How can I read the names of variables/object stored/saved/written in a file using HDF5 in Julia

I have built a code that runs different experiments and automatically build folders for those experiments and inside them subfolders for for different parameters that I have used for the same experiment. Inside these subfolders I save .h5 file with the result of the experiments that could be one or more variables.

Now I would like to build a function that is able to read the variables saved in these files, either by providing the full path name and the specific name of variable I am interested to read or without providing the name of the specific variable (in this case read all of them).

I am using as initial pattern a code that some other guy was using to read attributed or something, please see following:

  function readManyFilesHDF5(homePath::String, groupName::String, N::Int64)
    original_path_name  = pwd() # get the actual path name
    @show original_path_name

    roots = homePath # get the full path to the folder which contains the files under consideration
    files = readdir(roots) # read the file names of the files in the folder under consideration

    use_file = copy(files) # create a copy of the list of the file names, and use it later to remove the file names which have been read already
    for file_name in files # get each file name, in the folder under consideration, in sequence
	       fname = joinpath(roots,file_name) # creates the full path to the file in consideration
	       h5open(fname,"r") do fid # this is the 'fid' used in 'readattr' function as the first argument
		        global use_file # the original copy of the list of file names in the folder under consideration
                variableNames = names(fid) # get the names of variables in the file under consideration
                data = [fid[joinpath(key, "rest/of/path")] for key in variableNames] # get the data stored in the variables written in file under consideration


     cd(original_path_name) # restore the original path name
     @show pwd()


but I am not able to read the names of the variables/objects saved/written in those files, please refer to part of the code:

variableNames = names(fid) # get the names of variables in the file under consideration

Not answering your question, but this might be of interest:

names reads the variable names in a group. So you need to know which group you wrote the variables to.

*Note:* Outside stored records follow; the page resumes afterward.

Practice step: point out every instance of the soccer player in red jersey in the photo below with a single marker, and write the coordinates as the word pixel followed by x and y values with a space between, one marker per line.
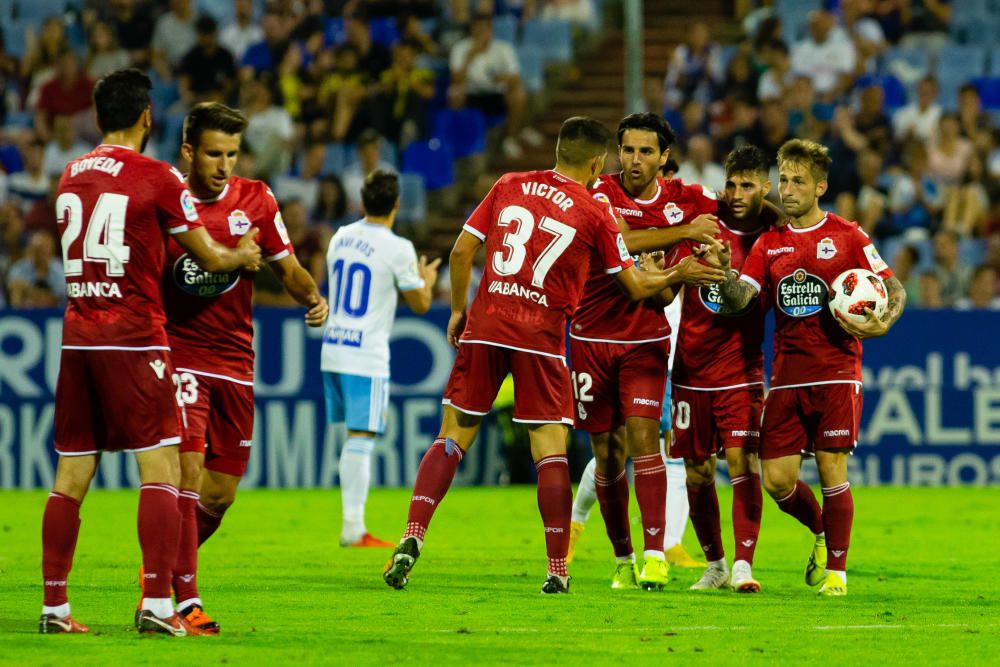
pixel 116 390
pixel 718 383
pixel 542 232
pixel 619 348
pixel 210 326
pixel 814 403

See the docs.

If you do

g = fid["mygroup"]

You get the names for that group.

One bigger picture question is: why use HDF5 directly rather than a wrapper like JLD?

@hendri54 Hi Lutz, I tried your solution as follows:

function readManyFilesHDF5(homePath::String)
    original_path_name  = pwd()
    @show original_path_name

    roots = homePath
    @show roots
    files = readdir(roots)
    @show files
    for file_name in files
        @show file_name
	    h5open(file_name,"r") do fid
            groupNames = names(fid)
            @show groupNames
            for keyGroup in groupNames
                @show keyGroup
                @show fid
                g = fid[keyGroup]
                @show g
                variableNames = names(g)
                # variableNames = names(keyGroup)
                @show variableNames
                for keyVariable in variableNames
                    @show typeof(h5read(file_name, keyGroup))
                    global data = h5read(file_name, keyGroup)

     @show pwd()
     return data

but at:

 variableNames = names(g)

it gives me this error:

ERROR: MethodError: no method matching names(::HDF5Dataset)

before the error the printing on REPL is as follows:

original_path_name = "/home/user/.julia/dev/PreImageProblems/experiments/Euclidean/_angles"
roots = "/home/user/.julia/dev/PreImageProblems/experiments/Euclidean/_angles"
files = ["mydata.h5", "mynewData.h5"]
file_name = "mydata.h5"
groupNames = ["myGroupPSNR", "myGroupSSIM", "myGroupXq"]
keyGroup = "myGroupPSNR"
fid = HDF5 data file: mydata.h5
g = HDF5 dataset: /myGroupPSNR (file: mydata.h5 xfer_mode: 0)

I’m afraid this is now above my paygrade.

It looks like the objects in groupNames are not groups by datasets.

Suppose you try

obj = fid["myGroupPSNR"]
data = read(obj)

That might help to identify what myGroupPSNR actually points to. At this point, it would be helpful to have the input of someone who has a lot better understanding of HDF5, though.

Also: are you tied to the HDF5 format or could you use a wrapper, such as JLD, which is better documented and hides the internals more?

@musm Hi Mustafa, sorry to disturb you but I saw you are quite active recently with contributions to HDF5.jl

My question is how to get the names of the variables saved/written in a group of a .h5 file?

As a bandaid solution, did you consider writing just one object by file, and this object is a NamedTuple or Dict that has the names of the variables as the keys? So the variables names are inside the object itself?

@Henrique_Becker Hi Henrique and thank you for your bandaid solution (I did consider it myself), I appreciate it very much, but in my case I already have a solution that singles out a group as follows:

function readManyFilesHDF5(homePath::String, fileName::String, groupName::String) # this is kind of final
    original_path_name  = pwd()

    roots = homePath
    checkExistFile = false::Bool
    checkExistGroup = false::Bool

    files = readdir(roots)

    data = Dict{String,Any}()
    if length(filter(x->occursin(fileName,x),files))>=1

	    h5open(fileName,"r") do fid
            groupNames = names(fid)

            if length(filter(x->occursin(groupName,x),groupNames))>=1

                push!(data, groupName => h5read(fileName, groupName))
                checkExistGroup = true::Bool

        checkExistFile = true::Bool


     return checkExistFile, checkExistGroup, data

and within this frame I can write only one variable for each group and use the same name either for the group and for the corresponding variable. Once I single out the group automatically I can single out even the variable. But this as you have said is just another bandaid solution :slight_smile:.

This post pops up when searching for the issue I had, so I thought I’ll make a quick note here for others. I tried running some older code and had this error

MethodError: no method matching names(::HDF5.Group)

It turns out that at some point names was renamed to keys.


@miromarszal Thank you!! Brand new to Julia, just trying to run a code project that someone put together from a while ago and was getting the no matching method for names. Switched to keys and working!